Acute antiplatelet therapy. The 2007 ACTION Registry data showed that aspirin was used acutely (< 24 hours) in almost all patients in whom it was not contraindicated (97%), clopidogrel was used in 59%, and glycoprotein IIb/IIIa inhibitors were used in 44%. Given the ACC/AHA guidelines’ strong endorsement (class I, level A) of clopidogrel in this setting, one would expect wider use of clopidogrel in this context. Moreover, this relatively low rate of clopidogrel use (59%) cannot be explained by use of glycoprotein IIb/IIIa inhibitors instead, since this rate comprises patients who received clopidogrel either with or without a concomitant glycoprotein IIb/IIIa inhibitor; only 12% of patients received a glycoprotein IIb/IIIa inhibitor without clopidogrel. In contrast, a full 28% of patients received neither clopidogrel nor a glycoprotein IIb/IIIa inhibitor, contrary to current ACC/AHA guideline recommendations.
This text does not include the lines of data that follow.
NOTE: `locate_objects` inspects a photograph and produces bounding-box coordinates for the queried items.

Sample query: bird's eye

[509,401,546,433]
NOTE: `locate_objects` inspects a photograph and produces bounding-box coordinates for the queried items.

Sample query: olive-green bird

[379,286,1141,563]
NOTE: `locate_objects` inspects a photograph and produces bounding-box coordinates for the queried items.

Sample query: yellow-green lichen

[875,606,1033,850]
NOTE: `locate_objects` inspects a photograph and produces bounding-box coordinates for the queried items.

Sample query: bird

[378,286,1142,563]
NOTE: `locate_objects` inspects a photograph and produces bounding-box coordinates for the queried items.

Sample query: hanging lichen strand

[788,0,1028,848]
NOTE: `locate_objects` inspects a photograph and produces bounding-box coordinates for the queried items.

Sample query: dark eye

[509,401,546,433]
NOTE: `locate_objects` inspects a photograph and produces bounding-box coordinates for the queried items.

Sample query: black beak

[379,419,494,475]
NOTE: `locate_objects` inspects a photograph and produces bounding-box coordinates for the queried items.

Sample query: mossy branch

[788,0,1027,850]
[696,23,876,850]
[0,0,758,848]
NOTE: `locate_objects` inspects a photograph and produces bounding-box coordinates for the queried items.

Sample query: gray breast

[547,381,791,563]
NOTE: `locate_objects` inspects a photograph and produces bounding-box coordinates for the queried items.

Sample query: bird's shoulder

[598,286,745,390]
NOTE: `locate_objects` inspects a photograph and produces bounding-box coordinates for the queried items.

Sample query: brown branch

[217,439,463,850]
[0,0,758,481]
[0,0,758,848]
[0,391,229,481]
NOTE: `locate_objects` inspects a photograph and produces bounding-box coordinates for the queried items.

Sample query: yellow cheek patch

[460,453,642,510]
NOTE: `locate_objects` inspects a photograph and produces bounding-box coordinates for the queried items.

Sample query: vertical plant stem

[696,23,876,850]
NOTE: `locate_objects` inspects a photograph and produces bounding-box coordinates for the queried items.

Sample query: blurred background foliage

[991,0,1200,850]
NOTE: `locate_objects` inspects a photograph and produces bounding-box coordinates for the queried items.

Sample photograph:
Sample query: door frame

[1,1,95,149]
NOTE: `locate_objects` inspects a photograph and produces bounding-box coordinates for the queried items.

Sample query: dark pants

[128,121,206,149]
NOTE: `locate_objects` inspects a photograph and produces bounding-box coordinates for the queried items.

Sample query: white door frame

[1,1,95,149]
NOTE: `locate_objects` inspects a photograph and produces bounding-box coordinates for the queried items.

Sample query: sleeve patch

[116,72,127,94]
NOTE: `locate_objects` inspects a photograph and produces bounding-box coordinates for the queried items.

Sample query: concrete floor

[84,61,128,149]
Antiplatelet therapy at discharge. At discharge, 97% of ACTION Registry patients were being treated with aspirin and 73% with clopidogrel. Notably, the use of clopidogrel at discharge was highly correlated with overall management strategy: whereas it was used in 97% of patients undergoing PCI, it was used in only 53% of patients being managed medically and in 31% of those undergoing CABG. These findings are somewhat reassuring since they generally mirror the strength of evidence supporting clopidogrel use in these different settings.